I am one that is horribly blunt. I am that way in the flesh as well as online.  I try not to be an asshole,but most often I fail miserably. I think it is because if I have a thought that I want to convey, that I want to do it without ambiguity. As a result I use the most plain direct verbiage that I can. In todays world people  expect that potentially contentious subjects will be addressed obliquely rather than head on. There are many university courses that actually teach folks how not to address a problem head on if fear of offending someone.
I think my children taught me the skill of bluntness. Always Dad why are you yelling at me? Because the first 3 times I asked you quietly and politely you ignored me. Now I go directly to what works!
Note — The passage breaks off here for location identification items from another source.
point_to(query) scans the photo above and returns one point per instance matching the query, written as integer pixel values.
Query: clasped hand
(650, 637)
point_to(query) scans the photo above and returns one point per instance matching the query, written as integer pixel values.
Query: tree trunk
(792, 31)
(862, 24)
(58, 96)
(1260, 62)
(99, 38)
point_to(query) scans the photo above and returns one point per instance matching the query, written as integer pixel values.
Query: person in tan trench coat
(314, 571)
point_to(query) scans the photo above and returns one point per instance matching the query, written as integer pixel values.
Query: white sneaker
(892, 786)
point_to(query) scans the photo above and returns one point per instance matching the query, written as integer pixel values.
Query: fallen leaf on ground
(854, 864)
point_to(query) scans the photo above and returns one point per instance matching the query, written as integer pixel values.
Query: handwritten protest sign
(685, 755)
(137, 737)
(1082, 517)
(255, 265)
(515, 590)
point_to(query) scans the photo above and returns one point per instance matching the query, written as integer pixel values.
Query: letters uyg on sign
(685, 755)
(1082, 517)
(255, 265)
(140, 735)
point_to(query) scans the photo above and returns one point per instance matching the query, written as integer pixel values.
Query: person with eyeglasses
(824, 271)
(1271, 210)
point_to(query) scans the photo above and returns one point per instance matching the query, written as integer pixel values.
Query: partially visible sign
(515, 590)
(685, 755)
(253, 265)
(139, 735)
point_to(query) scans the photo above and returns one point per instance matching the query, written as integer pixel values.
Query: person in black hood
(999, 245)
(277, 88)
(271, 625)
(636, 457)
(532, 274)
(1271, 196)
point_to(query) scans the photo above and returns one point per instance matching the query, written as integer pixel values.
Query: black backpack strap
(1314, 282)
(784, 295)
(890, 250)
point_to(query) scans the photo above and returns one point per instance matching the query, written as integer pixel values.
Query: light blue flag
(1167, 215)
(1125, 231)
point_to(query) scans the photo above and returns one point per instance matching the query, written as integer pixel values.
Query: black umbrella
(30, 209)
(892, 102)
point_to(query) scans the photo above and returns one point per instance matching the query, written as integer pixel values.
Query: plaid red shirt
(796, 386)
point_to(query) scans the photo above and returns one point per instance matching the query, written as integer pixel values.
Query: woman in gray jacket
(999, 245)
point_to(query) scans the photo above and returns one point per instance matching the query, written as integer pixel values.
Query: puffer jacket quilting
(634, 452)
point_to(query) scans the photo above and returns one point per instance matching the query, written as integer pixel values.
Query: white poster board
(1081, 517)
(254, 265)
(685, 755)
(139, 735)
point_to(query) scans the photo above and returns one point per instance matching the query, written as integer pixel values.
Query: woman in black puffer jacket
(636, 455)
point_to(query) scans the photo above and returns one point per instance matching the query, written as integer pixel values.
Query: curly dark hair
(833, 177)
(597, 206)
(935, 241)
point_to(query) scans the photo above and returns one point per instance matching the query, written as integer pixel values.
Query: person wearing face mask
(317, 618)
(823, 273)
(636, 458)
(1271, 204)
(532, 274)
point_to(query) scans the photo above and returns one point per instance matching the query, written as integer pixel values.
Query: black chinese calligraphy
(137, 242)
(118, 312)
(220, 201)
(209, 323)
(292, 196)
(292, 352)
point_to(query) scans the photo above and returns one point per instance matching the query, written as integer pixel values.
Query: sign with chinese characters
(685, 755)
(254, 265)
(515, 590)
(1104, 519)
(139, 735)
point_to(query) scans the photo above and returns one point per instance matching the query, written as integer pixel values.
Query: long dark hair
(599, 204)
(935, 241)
And please do not model your new do or apparel for me unless you want my honest answer!


----------



## QuickSilver (Jun 14, 2016)

On the otherhand... there are ways to get ones point across without being boorish.  Sometimes situations are best handled with a feather duster rather than a sledge hammer.    Sometimes only a sledge hammer will do.   It's a wise person who knows when to use what.


----------



## Bobw235 (Jun 14, 2016)

In some ways, I believe this topic highlights one of the major differences between Trump and Clinton, as evidenced in their responses to the massacre in Orlando.  Trump came out of the gate with his verbal diarrhea, intent on blaming Muslims and to some extent, Obama for the tragedy.  Clinton was more restrained in her response, prompting criticism in some quarters for her failure to say "Islamic terrorism" or the like.  One one hand we have a candidate who shoots from the proverbial hip, saying whatever comes into his pea brain in the moment.  We have another candidate who takes a more measured, carefully considered approach to language and nuanced communication, preferring to see the bigger picture.  Many like Trump's take no prisoners, non "PC" style, but there are others who feel that such an approach would get us into trouble.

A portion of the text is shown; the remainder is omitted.